Statistical research advances understanding of oil displacement

Statistical research advances understanding of oil displacement

Center for Liquid Hydrocarbons submitted a new paper to Geoenergy Science and Engineering.

The search for a solution to the problem of representativeness of core material sizes, on which pore space structure studies, filtration characteristics measurement, and chemical studies are carried out, has been going on for several decades. The most widespread today is the deterministic approach, in which stepwise increase of the sample size is accompanied by measurement of its properties.

The essence of the statistical method is to conduct a large number of computational experiments performed on various porous structures. In this study, scientists considered the following oil displacement characteristics: hydrocarbon production efficiency, as well as water-oil and water-skeleton contact surfaces.

“The latter characteristics are especially important in the study of surfactant-polymer or acid flooding. Based on the collection of statistical data, the coefficient of variation is estimated and a conclusion is made whether the volume under study is representative or not. Digital models of terrigenous cores were tested,” explains co-author, Senior Research Associate Timur Zakirov (Laboratory of Enhanced Oil Recovery).

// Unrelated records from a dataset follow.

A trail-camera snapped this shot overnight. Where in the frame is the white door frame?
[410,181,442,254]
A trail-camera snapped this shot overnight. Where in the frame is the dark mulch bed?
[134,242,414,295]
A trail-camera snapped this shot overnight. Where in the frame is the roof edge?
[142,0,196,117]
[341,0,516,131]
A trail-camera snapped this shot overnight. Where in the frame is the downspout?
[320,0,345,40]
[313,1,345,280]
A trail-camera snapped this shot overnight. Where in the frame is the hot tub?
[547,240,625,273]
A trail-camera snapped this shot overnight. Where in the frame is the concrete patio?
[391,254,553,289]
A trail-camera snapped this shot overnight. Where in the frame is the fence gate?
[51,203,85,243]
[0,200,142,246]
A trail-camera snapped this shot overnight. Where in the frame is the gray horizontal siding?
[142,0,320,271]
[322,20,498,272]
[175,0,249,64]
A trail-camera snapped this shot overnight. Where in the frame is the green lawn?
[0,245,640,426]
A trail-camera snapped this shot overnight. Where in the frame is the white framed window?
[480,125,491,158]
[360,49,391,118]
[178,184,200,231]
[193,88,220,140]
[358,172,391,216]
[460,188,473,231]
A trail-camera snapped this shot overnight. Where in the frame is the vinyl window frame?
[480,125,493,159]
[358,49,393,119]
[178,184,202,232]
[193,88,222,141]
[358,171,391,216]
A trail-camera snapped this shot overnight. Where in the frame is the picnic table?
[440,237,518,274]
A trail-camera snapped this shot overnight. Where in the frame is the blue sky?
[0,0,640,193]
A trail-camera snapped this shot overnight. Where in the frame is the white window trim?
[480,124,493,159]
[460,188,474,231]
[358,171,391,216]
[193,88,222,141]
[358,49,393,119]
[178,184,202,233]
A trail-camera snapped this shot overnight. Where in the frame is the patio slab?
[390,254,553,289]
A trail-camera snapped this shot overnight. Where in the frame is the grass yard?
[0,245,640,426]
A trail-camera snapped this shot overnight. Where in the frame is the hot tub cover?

At the end of the study, the scientists reported that core sizes of 2 mm or more were representative for estimating the area of water-oil and water-skeleton contacts. Moreover, with increasing flow velocity accompanied by an increase in capillarity number, a tendency to decrease the size of the representative volume was found. For the oil recovery factor, the size of the representative element reaches 5 mm or more.

“It was found that in the flow regime with capillary finger formation, i.e., under conditions of large interfacial tensions, typical sizes of digital core models of 10 mm are not sufficient to determine a representative elementary volume,” adds the interviewee.

The results may be of use in determining flooding regimes and reagent use in oil recovery.